Commet un faux la personne qui falsifie des procès-verbaux d’assemblée générale ou de réunion du conseil d’administration d’une association dont l’établissement n’est requis ni par la loi ni par les statuts de ladite association, qui ne créent pas nécessairement le droit qu’ils attestent et qui étaient de nature à causer un préjudice.

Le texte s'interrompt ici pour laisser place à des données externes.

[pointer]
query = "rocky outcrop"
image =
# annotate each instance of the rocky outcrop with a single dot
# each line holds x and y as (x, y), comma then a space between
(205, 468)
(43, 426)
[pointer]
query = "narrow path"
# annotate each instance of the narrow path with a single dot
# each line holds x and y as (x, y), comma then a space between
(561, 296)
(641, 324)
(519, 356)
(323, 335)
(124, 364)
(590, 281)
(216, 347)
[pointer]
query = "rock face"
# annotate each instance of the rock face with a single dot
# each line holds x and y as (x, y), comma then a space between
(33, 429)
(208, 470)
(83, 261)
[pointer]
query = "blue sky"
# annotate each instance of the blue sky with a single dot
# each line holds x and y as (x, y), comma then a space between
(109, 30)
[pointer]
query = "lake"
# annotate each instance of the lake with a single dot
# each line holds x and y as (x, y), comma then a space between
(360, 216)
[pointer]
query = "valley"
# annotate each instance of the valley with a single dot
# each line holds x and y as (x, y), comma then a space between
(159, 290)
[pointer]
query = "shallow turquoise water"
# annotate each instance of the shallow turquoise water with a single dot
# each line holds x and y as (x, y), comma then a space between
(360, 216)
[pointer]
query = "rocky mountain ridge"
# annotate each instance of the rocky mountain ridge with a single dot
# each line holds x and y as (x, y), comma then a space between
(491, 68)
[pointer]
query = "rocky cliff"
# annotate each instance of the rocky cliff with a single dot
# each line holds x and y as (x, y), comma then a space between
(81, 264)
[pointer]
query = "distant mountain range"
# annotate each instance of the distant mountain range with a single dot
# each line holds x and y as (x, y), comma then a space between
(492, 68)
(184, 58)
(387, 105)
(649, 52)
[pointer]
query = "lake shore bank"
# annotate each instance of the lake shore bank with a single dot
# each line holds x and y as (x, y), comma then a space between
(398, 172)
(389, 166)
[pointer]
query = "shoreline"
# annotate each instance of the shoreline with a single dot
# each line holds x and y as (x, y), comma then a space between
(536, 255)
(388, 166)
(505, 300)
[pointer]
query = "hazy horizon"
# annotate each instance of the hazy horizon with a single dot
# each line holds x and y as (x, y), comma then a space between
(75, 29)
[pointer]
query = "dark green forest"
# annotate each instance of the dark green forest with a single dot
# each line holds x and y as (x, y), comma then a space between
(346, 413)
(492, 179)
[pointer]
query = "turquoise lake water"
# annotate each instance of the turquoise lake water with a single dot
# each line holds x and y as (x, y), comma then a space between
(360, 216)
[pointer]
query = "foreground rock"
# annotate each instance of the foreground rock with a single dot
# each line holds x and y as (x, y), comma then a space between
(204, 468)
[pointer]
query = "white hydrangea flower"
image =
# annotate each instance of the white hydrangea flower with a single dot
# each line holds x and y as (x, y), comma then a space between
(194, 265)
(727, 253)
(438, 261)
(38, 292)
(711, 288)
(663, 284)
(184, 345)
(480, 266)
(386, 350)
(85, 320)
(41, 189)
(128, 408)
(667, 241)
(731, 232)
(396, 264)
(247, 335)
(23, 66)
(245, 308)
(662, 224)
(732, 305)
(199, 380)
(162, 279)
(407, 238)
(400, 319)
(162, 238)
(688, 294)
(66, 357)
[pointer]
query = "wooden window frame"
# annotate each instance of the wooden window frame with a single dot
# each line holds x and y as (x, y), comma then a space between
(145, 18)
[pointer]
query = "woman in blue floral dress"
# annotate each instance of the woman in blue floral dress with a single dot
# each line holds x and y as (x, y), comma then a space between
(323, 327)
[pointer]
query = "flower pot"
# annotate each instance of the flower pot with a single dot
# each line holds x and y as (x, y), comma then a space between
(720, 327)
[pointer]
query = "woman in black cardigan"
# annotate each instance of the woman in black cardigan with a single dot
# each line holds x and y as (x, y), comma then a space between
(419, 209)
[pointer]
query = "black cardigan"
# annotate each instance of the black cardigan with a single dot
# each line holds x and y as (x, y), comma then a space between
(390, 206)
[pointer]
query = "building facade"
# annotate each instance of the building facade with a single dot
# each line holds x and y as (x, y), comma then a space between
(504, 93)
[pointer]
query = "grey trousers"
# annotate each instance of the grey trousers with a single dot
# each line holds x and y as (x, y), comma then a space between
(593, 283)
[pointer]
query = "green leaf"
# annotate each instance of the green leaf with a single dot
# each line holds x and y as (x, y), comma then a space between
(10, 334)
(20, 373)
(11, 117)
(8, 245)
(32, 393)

par Méryl Recotilletle 5 juillet 2021

L’article 441-1, alinéa 1er, du code pénal décrit le faux comme « toute altération frauduleuse de la vérité, de nature à causer un préjudice et accomplie par quel que moyen que ce soit, dans un écrit ou tout autre support d’expression de la pensée qui a pour objet ou qui peut avoir pour effet d’établir la preuve d’un droit ou d’un fait ayant des conséquences juridiques » (Rép. pén.,  Faux, par V. Malabat). On peut regretter que le législateur ne soit pas plus explicite quant à cette dernière condition. À l’issue d’une controverse doctrinale qui opposait la vision de Garraud (étroite) à celle de Donnedieu de Vabres (plus large), c’est la conception de ce dernier qui paraît avoir été retenue par le code pénal : sont visés « non seulement les écrits ou supports qui ont pour objet d’établir la preuve d’un droit ou d’un fait ayant des conséquences juridiques mais aussi ceux qui peuvent avoir cet effet » (Rép. pén., Faux, par V. Malabat, nos 17 et 18). Manifestement, c’est une conception large du faux qui est retenue. L’arrêt de la chambre criminelle du 16 juin 2021 paraît confirmer cette tendance.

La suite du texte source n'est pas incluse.